From Philadelphia came siblings Ethel, Lionel, and John Barrymore, who carried their extraordinary talents from the stage to the screen; singers Jeanette McDonald, Nelson Eddy, Pearl Bailey, and Mario Lanza, whose voices made them stars in both music and film; and the inimitableW.C. Fields, the curmudgeonly comic actor who in the end decided he would rather be in Philadelphia. The epitome of American grace and beauty in the early 1950s, Philadelphia's Grace Kelly would win an Academy Award in 1955, and then leave Hollywood at the height of her career to marry Prince Rainier III of Monaco.
After a series of financial disasters forced Lubin in 1914 to close his Betzwood and Philadelphia operations, Pennsylvania lost its only major film production company. But in the decades that followed, filmmakers continued to use Pennsylvania stories and locations for their motion pictures. Jimmy Stewart, the all-American hero from Indiana, PA, won an Oscar for The Philadelphia Story in 1940. Filmed on a shoestring budget in Chester Springs, The Blob (1958) became a cult classic, as did George Romero's breakthrough horror film Night of the Living Dead produced in Pittsburgh a decade later.
With its gritty urban neighborhoods, historic landscapes, and low cost of production, Pennsylvania in the late 1900s attracted a growing number of filmmakers.
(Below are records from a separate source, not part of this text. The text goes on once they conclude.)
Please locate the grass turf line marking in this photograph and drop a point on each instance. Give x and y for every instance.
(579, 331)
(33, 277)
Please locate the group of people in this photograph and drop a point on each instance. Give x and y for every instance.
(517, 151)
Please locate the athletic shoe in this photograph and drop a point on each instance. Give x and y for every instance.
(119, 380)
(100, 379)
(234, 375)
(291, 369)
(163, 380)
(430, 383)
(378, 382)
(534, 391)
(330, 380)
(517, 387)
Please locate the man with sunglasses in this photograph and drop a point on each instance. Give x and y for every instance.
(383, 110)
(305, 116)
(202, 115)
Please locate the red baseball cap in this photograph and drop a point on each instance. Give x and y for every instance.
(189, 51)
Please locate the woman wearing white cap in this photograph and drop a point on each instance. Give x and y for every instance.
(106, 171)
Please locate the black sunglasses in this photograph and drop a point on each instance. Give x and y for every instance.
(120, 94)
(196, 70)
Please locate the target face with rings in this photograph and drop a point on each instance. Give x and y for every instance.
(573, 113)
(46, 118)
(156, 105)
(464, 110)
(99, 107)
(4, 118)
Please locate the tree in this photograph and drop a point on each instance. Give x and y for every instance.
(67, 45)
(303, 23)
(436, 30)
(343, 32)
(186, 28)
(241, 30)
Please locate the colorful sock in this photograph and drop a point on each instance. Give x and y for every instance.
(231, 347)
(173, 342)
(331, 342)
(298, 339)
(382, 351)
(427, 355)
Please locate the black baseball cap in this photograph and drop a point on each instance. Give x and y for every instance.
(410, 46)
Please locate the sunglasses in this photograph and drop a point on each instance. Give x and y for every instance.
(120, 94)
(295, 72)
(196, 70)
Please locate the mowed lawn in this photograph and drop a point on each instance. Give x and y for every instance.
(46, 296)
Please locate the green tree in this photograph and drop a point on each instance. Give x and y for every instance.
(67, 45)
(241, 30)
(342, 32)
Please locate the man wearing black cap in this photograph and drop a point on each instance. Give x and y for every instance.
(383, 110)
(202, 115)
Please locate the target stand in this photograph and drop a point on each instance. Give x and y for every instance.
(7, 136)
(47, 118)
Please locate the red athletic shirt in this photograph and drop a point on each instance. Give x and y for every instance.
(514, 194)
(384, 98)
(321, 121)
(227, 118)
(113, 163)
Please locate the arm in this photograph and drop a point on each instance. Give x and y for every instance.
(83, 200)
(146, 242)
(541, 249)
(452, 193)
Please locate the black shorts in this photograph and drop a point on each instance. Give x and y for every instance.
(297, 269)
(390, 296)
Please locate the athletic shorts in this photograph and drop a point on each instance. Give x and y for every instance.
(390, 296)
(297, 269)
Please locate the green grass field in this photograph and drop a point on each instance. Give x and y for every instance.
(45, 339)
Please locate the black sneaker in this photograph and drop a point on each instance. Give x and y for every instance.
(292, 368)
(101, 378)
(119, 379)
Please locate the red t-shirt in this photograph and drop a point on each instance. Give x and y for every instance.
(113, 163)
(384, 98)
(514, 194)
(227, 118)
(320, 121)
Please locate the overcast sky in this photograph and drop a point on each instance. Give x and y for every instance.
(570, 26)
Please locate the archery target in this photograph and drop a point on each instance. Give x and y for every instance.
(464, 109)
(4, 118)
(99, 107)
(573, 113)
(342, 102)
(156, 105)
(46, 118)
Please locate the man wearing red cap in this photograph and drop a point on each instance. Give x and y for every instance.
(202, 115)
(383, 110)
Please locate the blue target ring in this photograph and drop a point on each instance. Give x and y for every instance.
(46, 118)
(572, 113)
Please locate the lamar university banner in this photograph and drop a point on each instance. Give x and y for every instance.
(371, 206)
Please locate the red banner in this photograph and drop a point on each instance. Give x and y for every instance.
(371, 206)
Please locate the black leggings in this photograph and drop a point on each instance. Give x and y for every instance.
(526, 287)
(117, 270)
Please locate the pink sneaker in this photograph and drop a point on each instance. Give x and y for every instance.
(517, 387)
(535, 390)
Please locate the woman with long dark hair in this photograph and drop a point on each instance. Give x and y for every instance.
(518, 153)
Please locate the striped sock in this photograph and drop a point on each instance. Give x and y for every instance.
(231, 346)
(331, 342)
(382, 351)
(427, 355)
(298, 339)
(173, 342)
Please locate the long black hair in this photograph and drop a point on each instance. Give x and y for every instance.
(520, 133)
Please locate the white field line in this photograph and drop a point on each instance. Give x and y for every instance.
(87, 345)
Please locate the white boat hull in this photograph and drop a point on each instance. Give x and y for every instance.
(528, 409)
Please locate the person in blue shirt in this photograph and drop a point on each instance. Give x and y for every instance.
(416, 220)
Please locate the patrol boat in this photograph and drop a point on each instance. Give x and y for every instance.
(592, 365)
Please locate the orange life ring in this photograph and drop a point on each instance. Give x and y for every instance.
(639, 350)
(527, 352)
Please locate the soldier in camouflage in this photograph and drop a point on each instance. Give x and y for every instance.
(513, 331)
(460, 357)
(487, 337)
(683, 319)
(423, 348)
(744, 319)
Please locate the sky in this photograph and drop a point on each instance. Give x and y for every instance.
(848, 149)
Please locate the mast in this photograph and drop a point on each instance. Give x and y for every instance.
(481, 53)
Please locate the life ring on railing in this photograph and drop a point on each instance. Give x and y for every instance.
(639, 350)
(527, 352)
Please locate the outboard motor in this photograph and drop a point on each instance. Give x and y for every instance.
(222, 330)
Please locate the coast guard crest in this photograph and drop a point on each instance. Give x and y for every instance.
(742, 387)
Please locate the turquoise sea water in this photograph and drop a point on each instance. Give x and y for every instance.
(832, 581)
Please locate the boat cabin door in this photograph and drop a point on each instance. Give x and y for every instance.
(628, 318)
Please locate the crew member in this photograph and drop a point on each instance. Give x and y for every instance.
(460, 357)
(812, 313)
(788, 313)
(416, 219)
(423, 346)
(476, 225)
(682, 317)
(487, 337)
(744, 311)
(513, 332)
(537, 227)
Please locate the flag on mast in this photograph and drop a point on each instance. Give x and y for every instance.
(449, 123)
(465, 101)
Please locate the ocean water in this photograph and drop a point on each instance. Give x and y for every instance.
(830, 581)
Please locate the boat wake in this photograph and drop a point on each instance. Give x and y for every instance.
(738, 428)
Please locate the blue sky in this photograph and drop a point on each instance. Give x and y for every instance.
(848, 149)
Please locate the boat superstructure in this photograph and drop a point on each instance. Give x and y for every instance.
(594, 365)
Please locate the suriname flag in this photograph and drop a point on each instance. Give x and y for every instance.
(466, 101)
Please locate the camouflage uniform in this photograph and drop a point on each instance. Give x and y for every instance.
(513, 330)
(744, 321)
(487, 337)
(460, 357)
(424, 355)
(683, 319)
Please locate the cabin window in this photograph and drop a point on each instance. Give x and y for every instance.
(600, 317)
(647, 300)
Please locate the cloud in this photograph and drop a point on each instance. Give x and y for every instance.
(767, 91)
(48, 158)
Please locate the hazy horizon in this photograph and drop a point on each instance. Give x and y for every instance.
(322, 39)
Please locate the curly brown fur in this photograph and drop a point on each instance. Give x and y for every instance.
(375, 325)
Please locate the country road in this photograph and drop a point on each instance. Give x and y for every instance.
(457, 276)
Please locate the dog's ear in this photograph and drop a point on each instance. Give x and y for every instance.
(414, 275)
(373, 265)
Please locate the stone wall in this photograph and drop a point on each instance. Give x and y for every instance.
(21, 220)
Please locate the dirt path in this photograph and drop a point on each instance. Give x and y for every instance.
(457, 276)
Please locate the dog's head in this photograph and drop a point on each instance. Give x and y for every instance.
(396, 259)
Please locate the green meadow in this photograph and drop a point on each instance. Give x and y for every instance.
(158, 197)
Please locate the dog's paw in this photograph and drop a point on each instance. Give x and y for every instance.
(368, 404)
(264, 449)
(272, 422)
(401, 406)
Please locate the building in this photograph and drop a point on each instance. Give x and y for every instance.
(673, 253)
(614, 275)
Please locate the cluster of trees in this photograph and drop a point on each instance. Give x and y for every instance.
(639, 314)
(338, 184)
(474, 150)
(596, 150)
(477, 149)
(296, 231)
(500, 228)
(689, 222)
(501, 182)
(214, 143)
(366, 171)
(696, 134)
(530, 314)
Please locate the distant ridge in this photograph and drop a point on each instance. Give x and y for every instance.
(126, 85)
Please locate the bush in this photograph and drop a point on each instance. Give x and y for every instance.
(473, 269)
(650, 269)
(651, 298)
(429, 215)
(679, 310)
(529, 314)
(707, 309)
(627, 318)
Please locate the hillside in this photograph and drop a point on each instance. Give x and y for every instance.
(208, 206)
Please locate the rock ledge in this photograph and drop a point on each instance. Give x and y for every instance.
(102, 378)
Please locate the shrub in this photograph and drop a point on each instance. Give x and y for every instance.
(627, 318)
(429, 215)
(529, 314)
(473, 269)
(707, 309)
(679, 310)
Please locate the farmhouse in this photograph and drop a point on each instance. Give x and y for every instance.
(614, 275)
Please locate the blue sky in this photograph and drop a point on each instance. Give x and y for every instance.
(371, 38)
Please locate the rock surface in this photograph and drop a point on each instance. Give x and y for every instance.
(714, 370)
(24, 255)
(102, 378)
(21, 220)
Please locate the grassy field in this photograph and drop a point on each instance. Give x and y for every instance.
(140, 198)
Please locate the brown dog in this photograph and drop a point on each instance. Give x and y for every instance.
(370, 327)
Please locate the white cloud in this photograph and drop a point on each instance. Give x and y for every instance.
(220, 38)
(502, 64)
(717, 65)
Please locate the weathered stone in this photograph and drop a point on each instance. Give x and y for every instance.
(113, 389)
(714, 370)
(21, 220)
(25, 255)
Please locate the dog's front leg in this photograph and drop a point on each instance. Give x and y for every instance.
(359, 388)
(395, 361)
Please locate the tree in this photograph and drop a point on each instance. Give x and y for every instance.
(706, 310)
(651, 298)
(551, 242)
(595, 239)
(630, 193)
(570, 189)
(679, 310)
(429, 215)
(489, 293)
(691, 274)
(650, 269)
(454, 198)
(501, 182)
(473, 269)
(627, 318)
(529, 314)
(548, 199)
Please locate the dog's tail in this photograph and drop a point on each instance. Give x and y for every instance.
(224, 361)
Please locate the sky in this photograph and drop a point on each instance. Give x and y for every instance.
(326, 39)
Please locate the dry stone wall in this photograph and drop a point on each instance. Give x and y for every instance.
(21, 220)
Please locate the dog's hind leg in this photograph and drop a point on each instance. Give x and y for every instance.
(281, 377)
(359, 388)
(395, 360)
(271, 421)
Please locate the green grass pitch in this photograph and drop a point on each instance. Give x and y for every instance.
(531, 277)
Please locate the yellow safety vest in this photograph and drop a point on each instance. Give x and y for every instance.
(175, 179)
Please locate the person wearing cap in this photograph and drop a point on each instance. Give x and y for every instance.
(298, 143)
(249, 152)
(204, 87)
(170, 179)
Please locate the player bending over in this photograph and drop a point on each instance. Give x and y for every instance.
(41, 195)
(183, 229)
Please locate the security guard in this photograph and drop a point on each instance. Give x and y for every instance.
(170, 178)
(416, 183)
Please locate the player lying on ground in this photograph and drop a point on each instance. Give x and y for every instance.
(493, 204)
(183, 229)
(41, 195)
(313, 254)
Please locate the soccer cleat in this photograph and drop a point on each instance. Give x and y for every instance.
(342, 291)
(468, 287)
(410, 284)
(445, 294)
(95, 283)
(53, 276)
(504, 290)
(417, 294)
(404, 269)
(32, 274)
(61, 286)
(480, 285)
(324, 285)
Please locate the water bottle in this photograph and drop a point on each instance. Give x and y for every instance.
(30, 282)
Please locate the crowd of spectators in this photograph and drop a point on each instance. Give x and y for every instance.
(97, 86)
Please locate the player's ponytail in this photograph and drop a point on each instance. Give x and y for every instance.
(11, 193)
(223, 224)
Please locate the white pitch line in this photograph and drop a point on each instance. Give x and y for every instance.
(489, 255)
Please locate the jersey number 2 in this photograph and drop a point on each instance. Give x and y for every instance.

The Molly Maguires was filmed in Eckley in 1970; Rocky (1976) made Philadelphia an attractive location for feature films and television series; Slap Shot (1977) and The Deer Hunter (1978) drew Hollywood to western Pennsylvania, and Witness (1985) placed Harrison Ford among the Lancaster County Amish. To attract more filmmakers, Governor Milton Shapp established the Pennsylvania Film Office.
Philadelphia in 1985 and Pittsburgh in 1990 also established film offices that facilitated the production of dozens of feature films, and a smaller number of network television series. In 1994 Philadelphia became the only major studio film to be shot entirely in Philadelphia. Both Tom Hanks and Bruce Springsteen won Oscars for their work in it. Founded in 1991, the Philadelphia Festival of World Cinema emerged as a major national festival. In 1999, M. Night Shyamalan's The Sixth Sense earned seven Oscar nominations. Since then, Shamayalan, who was raised in the Philadelphia suburb of Penn Valley, has based his production company in Conshohocken, giving the Commonwealth its first major film production company since the collapse of the Lubin Films in 1914.